You can very easily tell that this is a graph problem. We can abstract each Module as a node. A node can keep track of their dependents and dependencies, so we effectively have two directional graphs. Every time a Module is registered, it also has to specify its dependencies.

Acyclic graphs

It’s pretty important to make sure that the graph doesn’t contain a cycle so we wrote checks to see if the graph contained a cycle. So how do you check to see if a directional graph contains a cycle?

A graph is defined as cyclic if you can start a traversal down a node and end up coming back to that node. So you can just arbitrarily pick nodes to traverse down, and see if any of these paths lead you back to a node that you already visited.
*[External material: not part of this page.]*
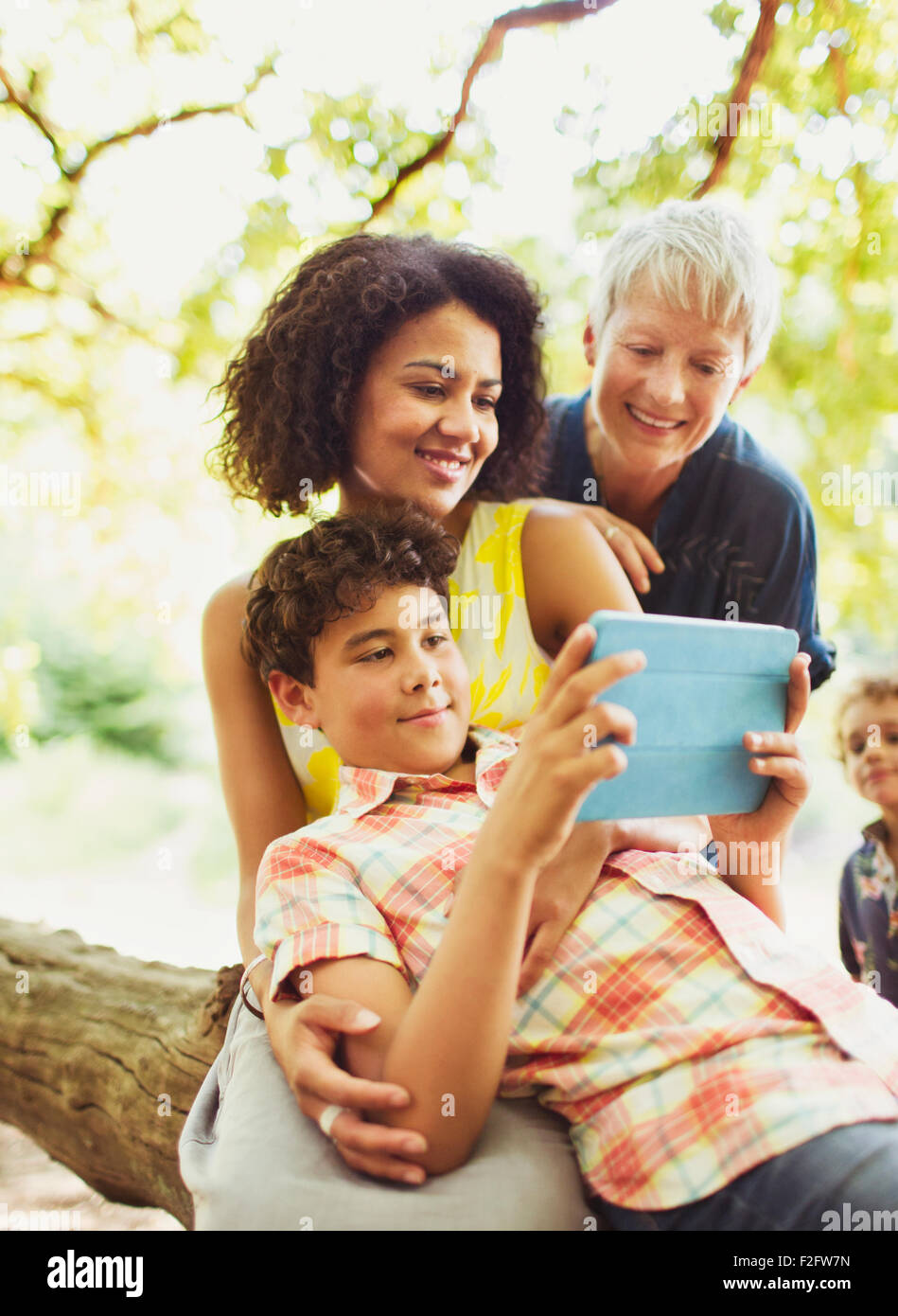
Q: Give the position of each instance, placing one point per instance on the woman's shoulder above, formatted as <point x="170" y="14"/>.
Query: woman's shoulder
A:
<point x="752" y="468"/>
Since we’re talking about dependencies, you might have thought of topological graph sorting. Topological sorting can actually detect cycles in a graph, but topological sort itself won’t solve our problems since it resolves dependencies in a linear fashion.
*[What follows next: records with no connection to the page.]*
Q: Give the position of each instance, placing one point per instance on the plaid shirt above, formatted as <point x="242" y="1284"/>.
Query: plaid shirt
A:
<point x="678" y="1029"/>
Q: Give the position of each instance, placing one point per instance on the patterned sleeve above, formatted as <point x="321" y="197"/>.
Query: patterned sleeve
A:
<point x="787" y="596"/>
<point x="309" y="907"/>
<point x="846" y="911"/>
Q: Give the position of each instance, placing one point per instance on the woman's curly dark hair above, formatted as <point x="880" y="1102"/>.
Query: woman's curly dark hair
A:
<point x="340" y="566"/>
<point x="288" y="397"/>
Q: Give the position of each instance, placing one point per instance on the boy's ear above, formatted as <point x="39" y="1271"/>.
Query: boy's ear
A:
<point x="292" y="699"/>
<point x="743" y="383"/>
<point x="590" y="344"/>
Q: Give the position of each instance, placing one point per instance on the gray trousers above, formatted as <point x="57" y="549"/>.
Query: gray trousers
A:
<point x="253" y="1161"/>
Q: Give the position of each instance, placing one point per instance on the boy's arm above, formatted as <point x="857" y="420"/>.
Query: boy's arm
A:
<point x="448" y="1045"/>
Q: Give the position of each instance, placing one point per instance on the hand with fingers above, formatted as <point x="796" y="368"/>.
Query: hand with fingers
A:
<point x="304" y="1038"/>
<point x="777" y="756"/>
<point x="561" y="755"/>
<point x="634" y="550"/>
It’s actually a fairly easy problem to tackle. You need to have a set of unvisited nodes, a set of visited nodes, and a set representing the nodes in the current traversal stack.

Pick an arbitrary node in the set of unvisited nodes. Begin a traversal down this path (depth-first). As you go down the path, add each node to the stack, and then after you get through all of the nodes on the stack, and you add all of those nodes to the set of visited nodes. When you are traversing down the stack, don’t visit already visited nodes, and if you come across a node in the stack, you know you have a cycle.

If you get through the entire graph without coming across a node in the stack, the graph is acyclic.

The pseudocode looks something like this.

def check(graph):
    visited, unvisited, stack = set(), set(), set()

    while len(unvisited) > 0:
        root = unvisited.remove(random)

        if helper(graph, root, visited, unvisited, stack):
            return True
    return False


def helper(graph, root, unvisited, visited, stack):
    """ returns true if a particular path has a backedge
    """
    visited.add(root)

    if root in stack:
        return False

    stack.add(root)
    return helper(graph, root.child, unvisited, visited, stack)

Traversing the graph

Once we’ve verified that there are no cycles in the dependency graph, we can theoretically run asynchronous breadth-first searches from every root in the graph.

Note that this dependency graph will need to have links for dependencies and dependents. A task can be run if it has no dependents or if all of the dependents have been run/fulfilled. While this can be better optimized, at the moment, if a module is completed, the thread checks on all of its dependents and if that dependent has all of its dependencies completed, it can run. We could spawn off a new thread, but spawning a potentially infinite number of threads isn’t much good. Our solution involved using a fixed number of worker threads that would take accept nodes off of a queue, so we could limit the maximum number of threads at any given time.

Implementation details

Of course, everything is always easier in theory. I had some trouble figuring out how to set up the concurrency aspect of the code, but it turns out Go actually has some pretty nice concurrency features.

I ended up following this tutorial, which made things very easy.

When implementing these algorithms, we had a few things to think about. I was also new to Go, so I had to get acclimated with Go’s concurrency features.

how do we protect the graph from data races?
how do we manage threading?
how do we properly shut down the threads?

Turns out, you can take care of all that with chan, go’s “channel”. It’s essentially a messaging system that lets you easily communicate between threads. I won’t go too in depth into it since the example covers it very well.